EECP (external counterpulsation). This modern method is intended for the treatment of coronary artery disease, angina pectoris, and heart failure. Often performed when drug therapy is insufficiently effective. EECP is recommended for patients with severe concomitant diseases, for example, diabetes mellitus. Treatment can be carried out on an outpatient basis.

The result of treatment is a decrease in the class of angina pectoris, a decrease in the frequency and severity of attacks, and a decrease in the need for medications. After treatment there are practically no side effects and complications.

Gravitational. This method involves the use of a physiotherapeutic factor of increased gravity. The treatment is indicated for therapeutic, orthopedic and surgical profiles; it is the latest medical technique. In the process of treatment, it turns out that muscle load on lower limbs.

As a result, increased blood flow is achieved, collateral circulation is enhanced, the development of ischemia is stopped, and metabolism is improved. This method is very well tolerated by patients, is effective and improves the quality of drug treatment.

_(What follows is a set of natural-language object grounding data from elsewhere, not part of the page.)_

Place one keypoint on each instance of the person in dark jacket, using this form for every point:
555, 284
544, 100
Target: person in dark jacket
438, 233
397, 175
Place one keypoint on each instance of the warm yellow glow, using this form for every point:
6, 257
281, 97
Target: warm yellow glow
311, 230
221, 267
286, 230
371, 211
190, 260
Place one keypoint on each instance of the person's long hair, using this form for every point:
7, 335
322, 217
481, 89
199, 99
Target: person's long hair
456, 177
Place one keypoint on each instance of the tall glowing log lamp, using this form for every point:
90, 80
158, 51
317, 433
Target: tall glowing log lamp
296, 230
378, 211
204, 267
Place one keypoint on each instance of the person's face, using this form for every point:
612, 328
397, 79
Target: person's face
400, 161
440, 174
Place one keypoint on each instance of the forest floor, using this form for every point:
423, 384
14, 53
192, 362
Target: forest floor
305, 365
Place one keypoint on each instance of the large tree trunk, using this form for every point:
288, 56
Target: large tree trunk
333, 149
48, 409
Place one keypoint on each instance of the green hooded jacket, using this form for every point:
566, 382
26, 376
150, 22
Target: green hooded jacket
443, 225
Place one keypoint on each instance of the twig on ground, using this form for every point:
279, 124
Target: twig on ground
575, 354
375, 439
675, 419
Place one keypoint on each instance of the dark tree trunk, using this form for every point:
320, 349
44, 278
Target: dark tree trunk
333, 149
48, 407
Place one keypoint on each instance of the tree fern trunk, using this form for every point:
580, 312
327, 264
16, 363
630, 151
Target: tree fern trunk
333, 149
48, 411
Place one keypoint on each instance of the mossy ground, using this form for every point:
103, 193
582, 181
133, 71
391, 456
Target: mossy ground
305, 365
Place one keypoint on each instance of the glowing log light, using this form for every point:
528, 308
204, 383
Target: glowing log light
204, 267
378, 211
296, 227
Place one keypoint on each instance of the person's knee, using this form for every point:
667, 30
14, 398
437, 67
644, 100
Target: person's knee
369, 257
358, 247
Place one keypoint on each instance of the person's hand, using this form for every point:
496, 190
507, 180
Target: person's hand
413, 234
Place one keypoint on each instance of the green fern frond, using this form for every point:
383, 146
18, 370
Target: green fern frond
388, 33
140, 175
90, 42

Stem cells. A new method of treating coronary artery disease is the use of the patient’s own stem cells. This treatment is prescribed after a thorough examination, which will confirm the effectiveness of cellular treatment in each specific case.

The need to use a particular treatment method is determined by the attending physician, taking into account the data of the examinations performed, the severity of the patient’s condition, his age and other indicators.

Remember that IHD is a very dangerous disease, the treatment of which does not require delay. Therefore, if symptoms are present, painful sensations in the chest, consult a cardiologist immediately. Be healthy!